The full contents of the supplement are available online at http:

The full contents of the supplement are available online at http://ccforum.com/supplements/13/S5. Publication of the supplement has been supported find more info with funding from Hutchinson Technology Inc.
Septic shock is described as a distributive shock, requiring fluid and vasopressor administration [1]. In the recent past, evidence for microcirculatory failure as a motor of organ failure during septic shock has grown. It has been shown that distribution of flow within a tissue is impaired by oxygen shunting [2,3], cell aggregation, thrombosis [4], vaso-constriction [5] and/or tissue edema [6]. In the early phase of septic shock, early goal-directed cardiovascular optimization seems more efficient than the conventional strategy [7].

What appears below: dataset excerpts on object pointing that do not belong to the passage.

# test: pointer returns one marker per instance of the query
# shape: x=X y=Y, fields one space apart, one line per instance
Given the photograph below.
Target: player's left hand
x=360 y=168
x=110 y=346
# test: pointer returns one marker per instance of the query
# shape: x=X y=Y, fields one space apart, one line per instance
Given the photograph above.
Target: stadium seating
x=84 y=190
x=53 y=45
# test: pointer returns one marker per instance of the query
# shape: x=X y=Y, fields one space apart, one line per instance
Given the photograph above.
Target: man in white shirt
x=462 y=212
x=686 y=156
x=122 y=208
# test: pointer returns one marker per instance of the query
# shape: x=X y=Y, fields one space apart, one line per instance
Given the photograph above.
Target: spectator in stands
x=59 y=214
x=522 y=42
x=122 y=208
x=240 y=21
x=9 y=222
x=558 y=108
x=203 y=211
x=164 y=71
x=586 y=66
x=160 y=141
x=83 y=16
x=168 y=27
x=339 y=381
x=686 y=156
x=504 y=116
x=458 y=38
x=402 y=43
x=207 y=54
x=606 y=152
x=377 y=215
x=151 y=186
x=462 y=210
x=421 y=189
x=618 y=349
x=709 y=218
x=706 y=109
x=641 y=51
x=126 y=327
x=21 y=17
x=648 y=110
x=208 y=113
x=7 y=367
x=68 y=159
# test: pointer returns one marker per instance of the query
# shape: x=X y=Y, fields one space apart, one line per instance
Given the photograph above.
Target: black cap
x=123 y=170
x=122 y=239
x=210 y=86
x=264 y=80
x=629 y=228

Despite this strategy, some patients continue to have abnormal microperfusion [8], which has been proposed to be targeted therapeutically with a fluid challenge [8], nitric oxide donors [9,10] or activated protein C [11,12]. Before integrating microperfusion parameters into clinical strategies, a better characterization and understanding of microperfusion abnormalities is needed.Among the tools available for microperfusion assessment, near-infrared spectroscopy (NIRS) seems promising. It has been shown in different life-threatening conditions that tissue hemoglobin oxygen saturation (StO2) characterizes tissue hypoperfusion and effectiveness of therapies in trauma [13-17], septic shock [18-22], and other acute systemic inflammatory conditions [23]. The large overlap of StO2 values between healthy subjects and septic shock patients [15-18] largely limits the interest of this parameter for individual care.

As a consequence, Carfilzomib a method to better evaluate the tissue micro-oxygenation in septic shock is needed. In this respect, a vascular occlusion test (VOT) combined with StO2 measurement has been proposed [17-20].Measuring StO2 with a VOT provides a functional test having several potential determinants. These determinants and their relative impact during septic shock remain to be clarified so they can be interpreted adequately before making decisions. The StO2 occlusion slope was shown to relate to tissue oxygen consumption [18,19,24], and the StO2 reperfusion slope was proposed to evaluate tissue flow reperfusion and vascular recruitment [18,22] and was found to be abnormal in septic shock [20-22]. The purpose of the present study was to quantify the micro-oxygenation parameters in a homogeneous septic shock population controlled for severity, to investigate the relationship of micro-oxygenation and macro-perfusion parameters, to investigate the relationship of NIRS parameters and skin laser Doppler (LD) in the same conditions, and to evaluate the association between micro-oxygenation parameters and outcome.